A preliminary assessment for well integrity is based on using all available characterization measurements and their associated uncertainties. For example, the component casing is associated with the characteristics diameter, thickness, overlaps, shoe depths, etc., whose quantities may reveal uncertainties. Cement evaluation can be achieved by interpretation of logging data. To be able to put the well data into the geological context and to keep the model simple, a segmented well model is generated, representing a 2D axi-symmetric description of the well, where each layer is characterized by constant properties. Segmentation processing is applied for well components, formation layers, heterogeneity of cement sheaths and the quality of cement bonding. Wells revealing similar designs, completions, cement sheaths and intersect similar geological settings can be grouped to ‘well families’ described by a ‘typical well’, representative for the well family. Dynamic modelling

The static model is used as an input for a dynamic simulator, targeting on the prediction of the degradation of the well components exposed to CO2 and/or other interactors (e.g. formation fluids) as a function of time, achieved by numerical simulations. Furthermore, CO2 leakage rates to any point of interest (e.g. aquifer, atmosphere) can be calculated. Further input for the simulator are the various component-specific degradation mechanisms, the associated chemical kinetics and boundary conditions. The model can be calibrated by correlation with laboratory experimental results and/or in-situ data, e.g. on steel corrosion. Initial and boundary conditions like a hydrostatic pressure profile and fluid saturations of intersected formations have to be specified. Cement sheaths are regarded as porous media, saturated with water and CO2. Darcy’s law is applied to describe the fluid flow within well’s system. The model refers to the Van Genuchten law to relate cement pore water saturation to flow properties. Risk assessment

The initial state of risk assessment implies the definition of leakage scenarios, resulting from state of well components. Quantitative descriptions of well components, degradation mechanisms, kinetics, and initial as well as boundary conditions are subjects to uncertainties which are considered during static and dynamic modelling. Consequently, CO2 leakage scenarios are calculated relying on probability distribution functions to account for the uncertainty range in each the input parameters. This will result in a specific probability for each scenario.

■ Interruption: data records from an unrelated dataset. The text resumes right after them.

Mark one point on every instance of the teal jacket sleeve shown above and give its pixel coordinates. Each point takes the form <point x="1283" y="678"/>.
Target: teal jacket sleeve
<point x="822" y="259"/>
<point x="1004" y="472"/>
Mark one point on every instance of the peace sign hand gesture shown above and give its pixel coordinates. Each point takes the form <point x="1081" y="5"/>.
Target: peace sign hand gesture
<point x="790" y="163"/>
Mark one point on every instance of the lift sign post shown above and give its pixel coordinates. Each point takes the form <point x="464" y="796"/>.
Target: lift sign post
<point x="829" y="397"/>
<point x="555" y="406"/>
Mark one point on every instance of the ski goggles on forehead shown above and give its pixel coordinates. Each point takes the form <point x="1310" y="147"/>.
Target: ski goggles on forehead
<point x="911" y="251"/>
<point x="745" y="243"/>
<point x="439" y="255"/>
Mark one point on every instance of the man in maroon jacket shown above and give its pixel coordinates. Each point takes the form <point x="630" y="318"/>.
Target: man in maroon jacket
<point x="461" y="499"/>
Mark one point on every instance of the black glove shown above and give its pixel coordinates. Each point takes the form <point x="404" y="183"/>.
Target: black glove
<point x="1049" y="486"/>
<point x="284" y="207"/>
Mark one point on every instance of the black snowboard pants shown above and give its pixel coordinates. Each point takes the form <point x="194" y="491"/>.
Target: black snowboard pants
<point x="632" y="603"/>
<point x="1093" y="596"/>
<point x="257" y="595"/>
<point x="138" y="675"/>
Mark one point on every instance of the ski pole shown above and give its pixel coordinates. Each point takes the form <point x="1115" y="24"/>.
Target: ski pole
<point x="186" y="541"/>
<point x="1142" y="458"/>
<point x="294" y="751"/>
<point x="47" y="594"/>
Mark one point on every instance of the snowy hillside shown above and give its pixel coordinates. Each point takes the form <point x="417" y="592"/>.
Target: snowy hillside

The outcome of a leakage scenario modelling is a CO2 leakage rate as a function of time referring to a selected spatial point, e.g. a point in an aquifer or at the surface. The leakage rate calculated for each relevant leakage scenario is converted into a severity level according to the consequence grid and, after involving the scenario probability, transferred into a criticity value. This allows the quantification of all pre-defined risks. Compilation of all risk scenarios for a certain well in a colour coded graph and subsequently relating probability and severity of all identified risks, leads to risk map, which is a powerful tool to visualize the envelop of risks associated to the well integrity performance.

Such an approach for several wells leads to a high resolution risk assessment for all wells relevant for a CO2 storage site and enables their ranking in terms of criticity. When using ‘typical well’ approach for a well family (group of wells presenting similar characteristics), a reverse analysis of the risk map of a ‘typical well’ allows the generation of a risk map for each individual well of the family. This process is referred to as risk distribution. Risk treatment

As full integrity of a storage option is neither realistic nor relevant, there has to be a definition of an acceptable risk threshold. A definition can be achieved relying on the stakeholders’ perception of non-tolerable risks levels, by consideration of the objectives developed within Corporate Integrated Management Systems (CIMS) and through legal and regulatory requirements.

The component characteristics contributing to unacceptable criticity scenarios, termed risk sources, represent the base for setting up a mitigation plan. This results in recommendations for measures assuring that all risks are decreased and remain below the acceptable risk levels of wells relevant for a CO2 storage option. Such measures are targeting on lowering the probability of a risk, its severity or both. They can be allocated to four types:

  • Conduct additional characterization/inspection measures to reduce uncertainties
  • Lowering Migration by workovers, treating risk sources detected after conducting additional characterizations/inspections
  • Conduct operational best practices , e.g. casing pressure tests during injection operations
  • Conduct monitoring approaches to observe the evolvement of the system during operations and to detect potential hazards prior to their occurrence

Such recommendations have to be established for each individual well within a storage site. The recommendations represent the final step to approve operations from the perspective of risk management.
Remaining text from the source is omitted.